= Charles R. Sanders =

Professor of biochemistry and medicine
Charles R. Sanders is an American biophysical chemist. He is Professor of Biochemistry and Medicine at Vanderbilt University School of Medicine, where he holds the Aileen M. Lange and Annie Mary Lyle Chair in Cardiovascular Research. He also serves as Senior Advisor to the Dean of Basic Sciences. His research focuses on membrane protein structure and function, protein folding and misfolding, membrane biophysics, and nuclear magnetic resonance (NMR) spectroscopy. His research focuses on membrane protein structure and function, protein folding and misfolding, membrane biophysics, and NMR spectroscopy. Sanders is known for contributions to membrane protein biophysics, including the development of bicelle membrane systems used for structural studies of membrane proteins.

== Early life and education ==
Sanders earned his bachelor's degrees in chemistry and mathematics from Milligan University. He received a Ph.D. in chemistry from Ohio State University, where he studied under Ming-Daw Tsai. He subsequently completed postdoctoral research in NMR spectroscopy with James Prestegard at Yale University.

== Career ==
Before joining Vanderbilt University, Sanders served on the faculty of Case Western Reserve University School of Medicine, where he established an independent research program in membrane protein biophysics. In 2002, he joined the Vanderbilt University faculty as Professor of Biochemistry and has a secondary appointment in the Department of Medicine. He has served in several academic leadership positions within Vanderbilt University School of Medicine, including Associate Dean for Research in Basic Sciences, Vice Dean for Basic Sciences, and Senior Advisor to the Dean of Basic Sciences. Sanders is affiliated with the Vanderbilt Center for Structural Biology and the Vanderbilt Institute of Chemical Biology, where his laboratory studies the molecular mechanisms underlying membrane protein folding, stability, and disease.

== Research ==
Sanders' research examines the structure, dynamics, and folding of membrane proteins using biochemical, biophysical, and structural biology approaches. As part of his research on Charcot–Marie–Tooth disease, Sanders has led studies investigating PMP22, a membrane protein whose altered expression is a major cause of CMT1A. His laboratory identified candidate small molecules that modulate PMP22 production or cell-surface trafficking as potential therapeutic leads for the disease.

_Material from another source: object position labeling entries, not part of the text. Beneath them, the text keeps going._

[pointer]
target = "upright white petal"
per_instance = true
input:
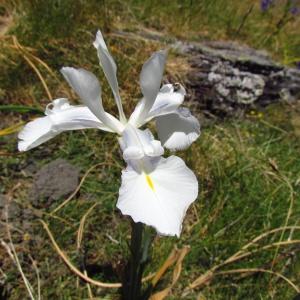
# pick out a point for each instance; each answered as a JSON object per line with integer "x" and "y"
{"x": 136, "y": 144}
{"x": 60, "y": 116}
{"x": 160, "y": 198}
{"x": 150, "y": 81}
{"x": 87, "y": 87}
{"x": 169, "y": 98}
{"x": 178, "y": 130}
{"x": 110, "y": 70}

His laboratory also investigates other disease-related membrane proteins, including PERP (p53 apoptosis effector related to PMP22) and proteins involved in neurodegeneration, cardiovascular disease, and other disorders. These studies combine structural biology, spectroscopy, biochemical analysis, cellular approaches, and high-throughput screening to identify potential therapeutic strategies. In addition to experimental studies of membrane proteins, Sanders has authored review articles on membrane protein folding, proteostasis, and membrane protein biophysics.

== Honors and awards ==
- 2012 – Award in Membrane Protein Biophysics, Biophysical Society
- 2013 – Hans Neurath Award, The Protein Society
- 2021–2023 – Served as President of The Protein Society.

== Selected publications ==
- Sanders CR, Schwonek JP. Biochemistry (1992). "Characterization of Magnetically Orientable Bilayers in Mixtures of DHPC and DMPC by Solid State NMR."
- Barrett PJ, Song Y, Van Horn WD, et al. Science (2012). "The Amyloid Precursor Protein Has a Flexible Transmembrane Domain and Binds Cholesterol."
- Marinko JT, Huang H, Penn WD, et al. Chemical Reviews (2019). "Folding and Misfolding of Human Membrane Proteins in Health and Disease."
- Hutchison JM, Shih KC, Scheidt HA, et al. Journal of the American Chemical Society (2020). "Bicelles Rich in Both Sphingolipids and Cholesterol."
- Katherine M. Stefanski^{ǂ}, Geoffrey C. Li^{ǂ}, Justin T. Marinko, Bruce D. Carter, David C. Samuels*, and Charles R. Sanders* Journal of Biological Chemistry (2022). How T118M peripheral myelin protein 22 predisposes humans to Charcot-Marie-Tooth disease .
- Sanders CR, Carter CB, Wilkinson MC, Li GC, Stefanski KN. Chemical Reviews (2026). "Peripheral Myelin Protein-22 and Its Prominence in Charcot-Marie-Tooth Disease."